Áedan est un guerrier prestigieux que nous connaissons un peu par la Vie de Saint Colomba où Saint Adomnan nous le montre combattant à la fois les Pictes au nord et les Angles au sud. C'est dans son entourage qu'on trouve les hommes du clan de Hussa, exilés de Bernicie. Il est tentant, dans ces conditions, de penser qu'Æthelfrith a apporté un soutien actif à son adversaire Nechtan. Mais on ne peut reconstruire ces alliances que par des hypothèses plausibles. C'est par son activité guerrière qu'Æthelfrith a laissé sa trace la plus visible dans l'histoire.

Il s'inscrit ainsi dans un mouvement engagé bien avant lui... Nennius résume toute l'histoire de la Bernicie à ces affrontements entre Angles et Bretons.
Il nous montre Théodric, oncle d'Æthelfrith, soutenant des batailles incertaines contre une coalition Bretonne menée par le fameux Urien de Rheged, avant d'être défait et tué dans un combat à Lindisfarne.

Et surtout, quelle que soit la date exacte qu'on lui assigne, c'est sous le règne d'Æthelfrith que doit se situer la célèbre bataille de Catraeth dont il nous reste « Y Gododdin », la série d'élégies composées par le barde Aneirin en l'honneur des guerriers tombés au combat.
Certains commentateurs sont d'ailleurs enclins à identifier cette bataille semi-légendaire avec la bataille de Daegsastan, historiquement plus certaine, où est vaincu Áedán mac Gabráin.

En 603, Áedan lance son armée contre la Bernicie et se heurte à Æthelfrith à Degsastan, un lieu mal identifié que l'on situe souvent dans le Liddesdale (Roxburghshire), peut-être à Dawston.

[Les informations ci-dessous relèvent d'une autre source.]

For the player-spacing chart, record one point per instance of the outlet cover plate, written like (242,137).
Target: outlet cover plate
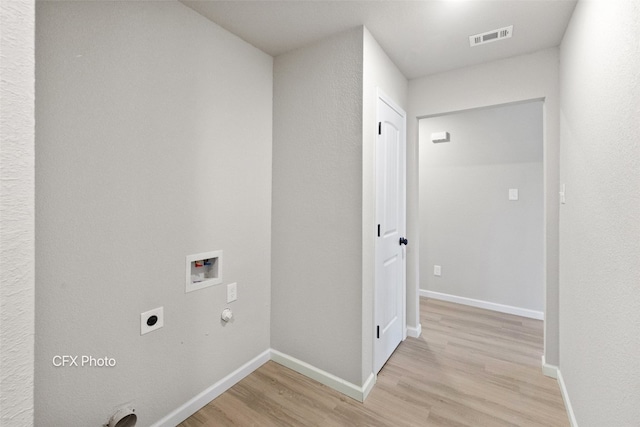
(232,292)
(145,328)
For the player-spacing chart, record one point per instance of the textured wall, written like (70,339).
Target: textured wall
(317,205)
(378,73)
(153,142)
(489,248)
(600,222)
(526,77)
(17,269)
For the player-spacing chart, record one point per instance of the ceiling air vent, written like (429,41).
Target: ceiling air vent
(491,36)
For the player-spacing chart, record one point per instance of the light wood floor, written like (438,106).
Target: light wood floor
(470,367)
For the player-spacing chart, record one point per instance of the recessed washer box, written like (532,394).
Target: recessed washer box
(203,270)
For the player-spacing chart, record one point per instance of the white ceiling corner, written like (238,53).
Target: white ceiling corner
(421,37)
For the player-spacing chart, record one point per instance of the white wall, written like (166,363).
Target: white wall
(600,227)
(490,249)
(526,77)
(316,281)
(378,73)
(17,271)
(153,141)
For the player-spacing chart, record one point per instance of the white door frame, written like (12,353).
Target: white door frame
(382,97)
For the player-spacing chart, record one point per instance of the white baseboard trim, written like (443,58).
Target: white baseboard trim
(368,385)
(524,312)
(193,405)
(414,332)
(549,370)
(323,377)
(567,402)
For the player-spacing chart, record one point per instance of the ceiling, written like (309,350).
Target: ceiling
(420,37)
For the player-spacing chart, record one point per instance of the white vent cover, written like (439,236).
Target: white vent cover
(491,36)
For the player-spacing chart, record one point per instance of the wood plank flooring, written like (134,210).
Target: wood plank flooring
(470,368)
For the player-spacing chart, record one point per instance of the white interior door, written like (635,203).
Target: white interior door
(391,228)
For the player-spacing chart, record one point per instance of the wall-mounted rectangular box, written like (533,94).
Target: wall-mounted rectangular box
(203,270)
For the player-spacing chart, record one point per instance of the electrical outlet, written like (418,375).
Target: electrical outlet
(151,320)
(232,292)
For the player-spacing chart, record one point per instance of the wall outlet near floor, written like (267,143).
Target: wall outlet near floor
(232,292)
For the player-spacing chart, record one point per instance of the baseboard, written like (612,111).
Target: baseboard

Qu'il faille ou non identifier cette bataille avec la légendaire défaite Bretonne de Catraeth, il est sûr qu'elle est meurtrière et décisive.
Æthelfrith y perd au moins un de ses frères, Theodbald, et tous ses hommes, mais Áedan est défait et son armée, quoique supérieure en nombre, anéantie... C'est du moins ce que nous apprend Bède, mais la réalité est peut-être plus difficile à cerner.
Áedan survit à la bataille (on parle encore de lui 5 ans plus tard), mais, déjà âgé, il semble se retirer peu après en faveur de son fils Eochaid Buide.
Cette succession, même si elle a pu être précipitée par la défaite, montre tout de même que l'aristocratie guerrière du Dalriada continue de faire confiance au clan d'Áedan.

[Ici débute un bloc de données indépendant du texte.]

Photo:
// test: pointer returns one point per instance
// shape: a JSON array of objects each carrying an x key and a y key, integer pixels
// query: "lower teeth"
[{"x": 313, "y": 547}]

C'est aussi à Degsastan qu'apparaît Hering, fils de Hussa, le prédécesseur d'Æthelfrith. Il joue un rôle important dans la bataille, en conduisant les troupes du Dalriada sur le champ de bataille.
Son élimination permet à Æthelfrith de se débarrasser d'un prétendant au trône de Bernicie dont le sort est peut-être, autant que celui d'Áedan, l'enjeu de la bataille. Quoi qu'il en soit, cette victoire libère le front nord de la Bernicie. Æthelfrith peut désormais se tourner vers le sud de ses territoires et entreprendre la conquête du Deira.

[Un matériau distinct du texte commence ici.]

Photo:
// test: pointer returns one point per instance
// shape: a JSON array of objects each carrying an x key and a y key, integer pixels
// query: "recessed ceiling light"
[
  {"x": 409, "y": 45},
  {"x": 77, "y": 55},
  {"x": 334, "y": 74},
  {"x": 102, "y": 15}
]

La situation du Deira au début du VIIe siècle est très obscure. Malgré les difficultés de la chronologie, on admet en général que c'est toujours un fils d'Aelle, Æthelric, qui y règne. Des liens existent aussi bien avec la Mercie au sud qu'avec le petit royaume Celtique d'Elmet à l'ouest.
Nous n'avons pas de détails sur la conquête. Le roi disparaît sans laisser de traces, sans doute tué.
Les Aethelings locaux prennent le chemin de l'exil. Edwin se réfugie en Mercie auprès du roi Pybba, auquel succède bientôt (probablement en 606) Ceorl, dont Edwin épouse une fille, Cwenburh, dont il a deux fils.
Mercie apparaît à cette date, à l'instar de la Northumbrie, comme un état en formation et le roi Pybba semble avoir établi des alliances avec les Celtes de l'Ouest, notamment le royaume de Gwynedd qui est alors à son apogée, peut-être aussi avec celui de Powys... En tout cas, sa puissance est suffisante pour que, pendant les années qui suivent et bien qu'il craigne manifestement les Aethelings Deiriens en exil, Æthelfrith ne paraît rien tenter contre son voisin du sud.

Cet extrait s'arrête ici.